Parmi les limites évoquées :

  • La dissuasion pour les investisseurs institutionnels ou individuels de proposer des logements à la location, ou le déplacement de l’investissement sur les communes alentours
  •  Le risque pour les propriétaires de se tourner vers la location saisonnière type Airbnb
  • La mesure ne concerne pas les locations en cours

 

Si le contrôle de l’évolution des loyers est une solution, elle ne peut et ne doit pas être la seule.

D’autres mesures doivent être prises pour améliorer l’offre de logements existants et rééquilibrer globalement et durablement le marché du logement

 

1 Source :  Ministère du Logement, de l’Égalité des territoires et de la Ruralité
Direction de l’habitat, de l’urbanisme et des paysages Sous-direction de la qualité du cadre de vie Bureau de la planification urbaine et rurale et du cadre de vie Tour Séquoia – 92055 La Défense Cedex mail : qv3.qv.dhup.dgaln@developpement-durable.gouv.fr www.territoires.gouv.fr

2 Source : Se Loger août 2019

3 Le SRADDET est le Schéma régional d’aménagement, de développement durable et d’égalité des territoires que, conformément à la loi NOTRe du 7 août 2015, chaque Région doit élaborer pour réduire les déséquilibres et offrir de nouvelles perspectives de développement et de conditions de vie.
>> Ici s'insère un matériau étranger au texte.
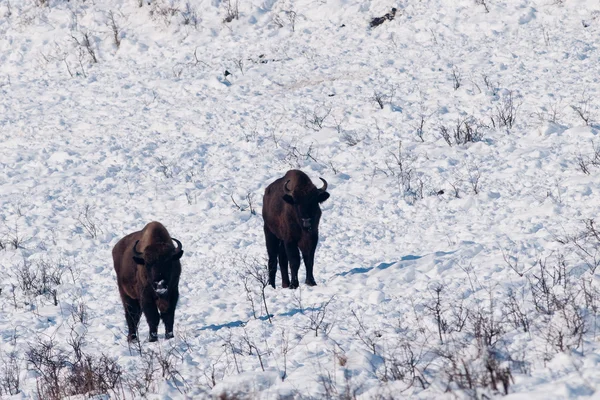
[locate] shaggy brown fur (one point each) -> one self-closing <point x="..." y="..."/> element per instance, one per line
<point x="148" y="269"/>
<point x="291" y="213"/>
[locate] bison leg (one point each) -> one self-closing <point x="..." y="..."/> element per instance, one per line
<point x="133" y="313"/>
<point x="283" y="266"/>
<point x="168" y="317"/>
<point x="308" y="248"/>
<point x="152" y="316"/>
<point x="272" y="251"/>
<point x="293" y="254"/>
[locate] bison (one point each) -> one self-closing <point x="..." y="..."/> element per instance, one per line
<point x="148" y="269"/>
<point x="291" y="214"/>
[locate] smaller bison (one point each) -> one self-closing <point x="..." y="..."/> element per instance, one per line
<point x="291" y="214"/>
<point x="148" y="269"/>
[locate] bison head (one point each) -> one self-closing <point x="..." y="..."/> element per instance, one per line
<point x="307" y="206"/>
<point x="158" y="263"/>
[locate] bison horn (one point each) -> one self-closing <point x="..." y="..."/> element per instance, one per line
<point x="178" y="249"/>
<point x="135" y="250"/>
<point x="324" y="188"/>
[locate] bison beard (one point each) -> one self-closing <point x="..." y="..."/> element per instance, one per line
<point x="148" y="269"/>
<point x="291" y="214"/>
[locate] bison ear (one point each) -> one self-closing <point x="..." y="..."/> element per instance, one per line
<point x="288" y="199"/>
<point x="322" y="197"/>
<point x="138" y="260"/>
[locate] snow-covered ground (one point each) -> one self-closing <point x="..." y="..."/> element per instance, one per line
<point x="497" y="228"/>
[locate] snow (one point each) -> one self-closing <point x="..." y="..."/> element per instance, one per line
<point x="154" y="130"/>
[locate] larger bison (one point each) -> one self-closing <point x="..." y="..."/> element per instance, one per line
<point x="148" y="269"/>
<point x="291" y="214"/>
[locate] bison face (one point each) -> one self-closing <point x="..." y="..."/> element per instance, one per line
<point x="158" y="269"/>
<point x="307" y="207"/>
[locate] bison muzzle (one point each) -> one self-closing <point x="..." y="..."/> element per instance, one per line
<point x="148" y="269"/>
<point x="291" y="214"/>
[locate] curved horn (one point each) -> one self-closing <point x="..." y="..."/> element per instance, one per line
<point x="178" y="249"/>
<point x="135" y="251"/>
<point x="324" y="188"/>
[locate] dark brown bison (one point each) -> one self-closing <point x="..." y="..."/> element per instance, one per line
<point x="291" y="213"/>
<point x="148" y="269"/>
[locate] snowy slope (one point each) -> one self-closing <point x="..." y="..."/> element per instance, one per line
<point x="154" y="130"/>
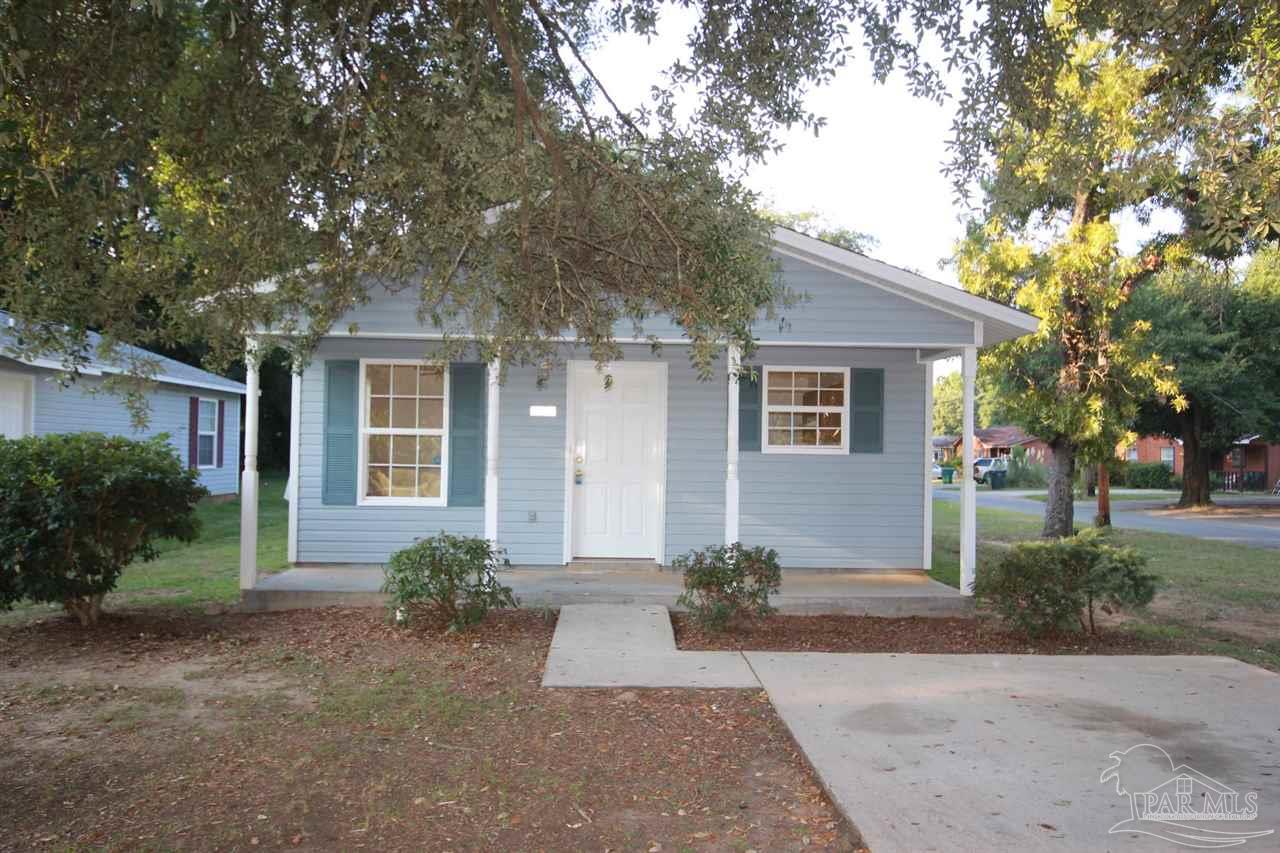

Le grand objectif de ce SRADDET est d’élaborer à travers une démarche concertée une vision pour l’aménagement de notre territoire régional. Le schéma va fixer des objectifs de moyen et long terme d’aménagement du territoire et, c’est une première, va énoncer des règles générales qui s’appliqueront aux documents d’urbanisme.

4 En France, un établissement public foncier (EPF) est un établissement public à caractère industriel et commercial (EPIC) qui négocie et mène les procédures permettant de constituer des réserves foncières en amont de la phase de réalisation de projet d’aménagement public.

5 Dans les procédures d’expropriation, le propriétaire peut être obligé de céder son bien à la puissance publique, même s’il souhaite le conserver. Le droit de préemption obéit à une logique différente. Ici, c’est la puissance publique, principalement la commune, qui s’interpose entre un vendeur et un acquéreur. Le droit de préemption ne concerne donc que les personnes qui souhaitent vendre un bien immobilier.
Le droit de préemption permet donc à une collectivité publique d’acquérir un bien immobilier, le plus souvent en se substituant à l’acquéreur trouvé par le vendeur. La collectivité publique ne peut exercer son droit de préemption que dans les zones géographiques bien délimitées au préalable, et uniquement pour mettre en oeuvre des opérations d’intérêt général : réalisation d’équipements collectifs, valorisation du patrimoine, lutte contre l’insalubrité, développement d’activités économiques, etc.